Later, he was involved in the invasions of Sicily, Italy and southern France, which resulted in a Silver Star, to which the Legion d'Honneur, the Croix de Guerre with palm, and Britain's Distinguished Service Cross were later added.
And on 28 March 1949, the former silent movie star was made a Knight Commander of the British Empire 'for services to Anglo-American relations'.
After the war he went into television (he had already made more than seventy-five films) and some of his British stars joined our celebrations, including Greta Gynt, Muriel Pavlow, Margaretta Scott, Robert Beatty and Christopher Lee. And from Ronald Reagan and Prince and Princess Michael of Kent came special birthday greetings.

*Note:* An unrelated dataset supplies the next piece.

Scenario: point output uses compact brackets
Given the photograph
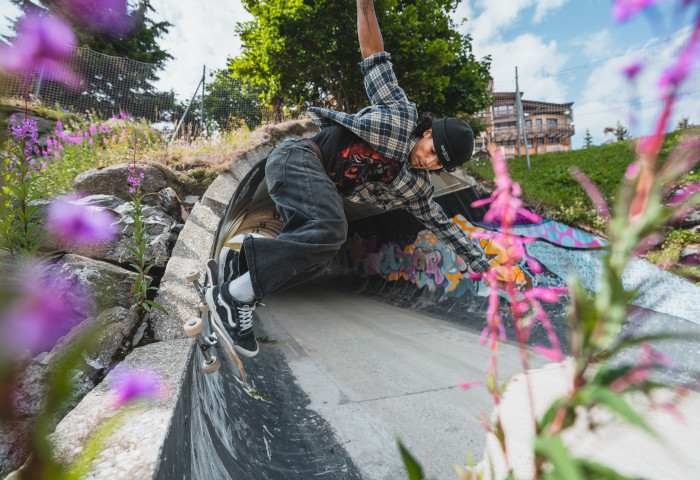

Dinah Sheridan, Belinda Carroll and Michael Howarth recalled their West End appearances with him. The play was The Pleasure of his Company and, on the occasion of his eightieth birthday, very appropriate it was.
The programme can be a terrible strain on those who have to keep the secret from their partner, because sometimes they are just not used to telling lies.
In 1973 we planned to feature Douglas Fairbanks Junior, so we contacted his sweet wife. She gave us her blessing to go ahead and we sent a researcher to Hollywood to work on the story.
Then a doctor rang me in my office. He told me that he was Mrs Fairbanks' doctor and that she was ill through the strain of keeping this secret from her husband. He gave me an ultimatum; either we told Douglas Fairbanks of our plans and did the programme, or we cancelled. He would not be responsible if Mrs Fairbanks had a breakdown because of me.
We cancelled immediately and it took another sixteen years before we succeeded in doing Douglas Fairbanks' Life.